Rolando Villaverde, experto de la UPSA, dijo a la AIN que la zona está comprendida en el Parque Nacional Alejandro de Humboldt, y las labores protectoras abarcan conservación de suelos, formación de fajas hidrorreguladoras y reforestación con especies autóctonas, como el ocuje y el roble.

Puntualizó que la restauración del lugar forma parte de un proyecto que inicialmente evaluó los impactos residuales de prospecciones mineras, ejecutadas en las décadas del 70 y 90 del pasado siglo, las cuales incluyeron perforaciones térreas para constatar la calidad y cantidad del yacimiento.

Este paraje, antes poblado por bosques húmedos de gran porte arbustivo, a la sazón fue también expuesto a la tala para la creación de amplias trochas que facilitarían las operaciones, pero que afectaron significativamente los ecosistemas implicados y su biodiversidad, sobre todo la de la flora, acotó Villaverde.

Por su parte, el biólogo Gerardo Begué, vinculado a la restauración de la zona, explicó que el actual proyecto identificó más de 20 hectáreas desprovistas de vegetación, y el 13,5 por ciento de la superficie total de suelo afectada por procesos avanzados de degradación y erosión.

De manera natural -subrayó- estas áreas tardan largo tiempo para recuperarse, y lo hacen con plantas oportunistas resistentes a los impactos, como el cordobán y los helechos, lo cual limita la variedad, donde otrora convivían de 20 a 30 especies diversas.
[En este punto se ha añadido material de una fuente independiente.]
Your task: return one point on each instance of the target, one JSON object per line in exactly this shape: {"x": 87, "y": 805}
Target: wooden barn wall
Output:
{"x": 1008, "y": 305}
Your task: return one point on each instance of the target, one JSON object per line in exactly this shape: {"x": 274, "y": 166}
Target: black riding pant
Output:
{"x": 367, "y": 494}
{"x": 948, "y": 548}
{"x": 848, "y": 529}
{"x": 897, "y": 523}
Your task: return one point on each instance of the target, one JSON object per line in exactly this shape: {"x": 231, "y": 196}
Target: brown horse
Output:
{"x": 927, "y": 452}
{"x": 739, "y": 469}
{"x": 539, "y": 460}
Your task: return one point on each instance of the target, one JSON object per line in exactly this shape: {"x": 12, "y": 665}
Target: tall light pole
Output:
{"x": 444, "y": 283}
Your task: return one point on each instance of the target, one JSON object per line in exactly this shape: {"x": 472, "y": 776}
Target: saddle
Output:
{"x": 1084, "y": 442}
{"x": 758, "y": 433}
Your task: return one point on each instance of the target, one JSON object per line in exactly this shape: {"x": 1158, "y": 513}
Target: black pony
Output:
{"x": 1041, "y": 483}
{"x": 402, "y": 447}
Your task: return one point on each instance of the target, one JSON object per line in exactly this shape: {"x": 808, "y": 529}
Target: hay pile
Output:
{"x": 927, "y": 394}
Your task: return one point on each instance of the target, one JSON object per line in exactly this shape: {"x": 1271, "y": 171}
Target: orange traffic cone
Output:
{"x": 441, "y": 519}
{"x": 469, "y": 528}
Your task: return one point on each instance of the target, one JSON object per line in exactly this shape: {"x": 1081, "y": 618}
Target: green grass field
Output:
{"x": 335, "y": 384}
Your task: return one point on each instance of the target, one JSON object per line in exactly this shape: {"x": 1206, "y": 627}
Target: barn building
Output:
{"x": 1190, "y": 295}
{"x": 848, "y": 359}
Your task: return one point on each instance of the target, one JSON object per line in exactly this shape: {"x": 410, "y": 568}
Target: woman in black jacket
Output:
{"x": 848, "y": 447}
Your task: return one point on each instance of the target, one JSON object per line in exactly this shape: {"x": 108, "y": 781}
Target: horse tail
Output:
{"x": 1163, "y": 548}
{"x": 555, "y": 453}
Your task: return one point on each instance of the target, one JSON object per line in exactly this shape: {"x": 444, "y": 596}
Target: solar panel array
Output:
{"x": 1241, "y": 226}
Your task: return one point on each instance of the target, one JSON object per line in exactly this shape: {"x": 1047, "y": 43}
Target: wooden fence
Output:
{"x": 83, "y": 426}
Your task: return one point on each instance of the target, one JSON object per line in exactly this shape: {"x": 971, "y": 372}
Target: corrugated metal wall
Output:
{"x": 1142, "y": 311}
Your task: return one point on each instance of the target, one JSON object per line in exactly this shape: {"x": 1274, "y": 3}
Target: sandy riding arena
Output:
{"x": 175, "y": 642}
Comentó que en un período de cuatro años el programa ambientalista aspira a restaurar alrededor de 29 hectáreas, lo cual salvará y garantizará la permanencia de bienes y servicios ecosistémicos de gran valor económico, ecológico y social.

Ambos especialistas coincidieron en que no obstante la importancia de la zona por albergar millones de toneladas de níquel, su mayor relevancia está dada por pertenecer a un área exclusiva, Sitio de Patrimonio Mundial de la Naturaleza, de valía para la biodiversidad, el agua potable y otros primordiales recursos.